戦艦の顔とも言える、「艦橋」。第二次世界大戦末期、肥大化し過ぎてしまった日本戦艦の艦橋を、スマートに近代化したのが戦艦大和でした。そんな戦艦大和の艦橋部分だけを切り取ったプラモデルがあります。フジミ模型『戦艦大和 艦橋』です。以前作った煙突部分のプラモ『中央構造』とは少し違い、私に予期せぬ眺めを見せてくれたプラモデルでした。
艦橋は顔だと言いましたが、その顔の「目」にあたるのが、大和においてはこの遮風装置(前方からの風や爆風を上方に誘導、エアカーテンを形成して無風空間を生み出すらしい。すごい!)のスリットだ私は認識しています。人形は目が命。このピリッとシャープなエッジの造形がワンポイントあるだけで、全体の印象がかなり引き締まる感じがします。

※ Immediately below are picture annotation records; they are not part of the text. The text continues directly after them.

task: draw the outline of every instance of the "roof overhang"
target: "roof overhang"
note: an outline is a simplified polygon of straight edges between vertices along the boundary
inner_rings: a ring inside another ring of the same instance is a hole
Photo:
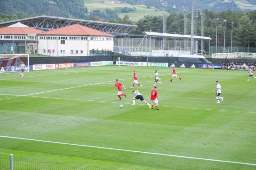
[[[87,20],[41,16],[0,23],[0,27],[19,22],[29,27],[45,30],[58,28],[78,24],[114,35],[127,35],[137,25],[93,21]]]
[[[167,34],[167,33],[163,33],[161,32],[144,32],[145,34],[147,36],[150,36],[157,37],[191,38],[191,36],[188,35]],[[195,39],[211,40],[211,38],[207,37],[207,36],[193,36],[193,38]]]

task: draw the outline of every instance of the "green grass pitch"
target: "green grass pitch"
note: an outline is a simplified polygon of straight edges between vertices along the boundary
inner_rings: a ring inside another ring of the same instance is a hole
[[[150,102],[132,103],[133,71]],[[256,79],[244,71],[116,66],[0,74],[0,135],[256,164]],[[118,100],[116,79],[128,95]],[[122,80],[122,79],[123,79]],[[224,101],[216,103],[215,81]],[[104,83],[105,82],[105,83]],[[12,95],[3,95],[3,94]],[[20,95],[20,96],[19,96]],[[122,104],[123,108],[119,106]],[[139,105],[138,104],[140,104]],[[255,170],[255,165],[0,137],[0,154],[123,170]]]

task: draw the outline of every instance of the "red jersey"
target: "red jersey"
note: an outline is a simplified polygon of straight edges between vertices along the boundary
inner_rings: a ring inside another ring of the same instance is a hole
[[[138,78],[137,77],[137,74],[135,73],[133,74],[133,78],[134,80],[138,80]]]
[[[118,91],[122,91],[122,85],[123,85],[123,84],[121,83],[116,83],[116,84],[115,84],[115,87],[118,87]]]
[[[156,96],[157,96],[157,91],[156,90],[152,90],[152,91],[151,91],[150,100],[155,100],[156,99]]]
[[[173,74],[174,74],[175,75],[177,74],[176,74],[176,70],[174,68],[173,69],[172,69],[172,72],[173,72]]]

防空指揮所と第一艦橋内部には、双眼望遠鏡や測距儀など沢山の備品を仕込みます。レンズの前玉を外側に向けてセット、セット……。地味な作業の積み重ねですが、みるみると密度が高くなって育っていく様が地味に楽しいんですよ。
ただ、スナップフィットを謳ったこのキットは双眼鏡のようにかなり小さい部品までピンを穴にパチっとはめ込む仕様で、何箇所か結構キツい部分があります。ピンセットでは押し込めないし、指で押し込むのも難しいので、ピンを切り飛ばして接着したのですが、こういった箇所は単純に接着剤を使う仕様が嬉しかったなと思います。
曲面的な外壁に直線的な階段を取り付けていきますが、それが面白いようにピターッとハマってくれます。階段や踊り場は可能な限り一体化されていてとても組みやすく、この辺りは一切ストレスを感じさせない設計で感心した部分です。
プラモデルとしては1/100のガンプラより少し小さいぐらいなのでそれほど大きくはないのですが、1/700の艦船模型と比較してみると、とてつもなく巨大です。そして模型は大きさというファクターが違うだけで、見えてくる景色が全然違うのだということを改めて知ることになりました。
ある程度高さがあると、小さい模型では感じられなかった「階層」が認識出来るのです。そしてその様々な階層に設置された円形は、殆どが砲台。上から見てみると、その攻撃的なカタチに圧倒されます。今度は下から見てみると、爆風や砲撃を去なす為に曲面をふんだんに取り入れたデザインになっているのがよく分かります。実際の戦果はどうあれ。
そして1番気に入った眺めが、第一艦橋のクリアパーツを覗き込むと見える内部構造の様子。写真では表現できなかった臨場感があるんです。それは、ぼやけた望遠双眼鏡のシルエットから、逆にこちらを小さな人間が覗き込んでいるんじゃないかと思ってしまうほどです。
当時最新鋭の装備や、理に適った形状をした構造物の集合体が艦橋です。これを組み立てた人の数だけ、興味深いと思える眺めが発見できるのは間違いないでしょう。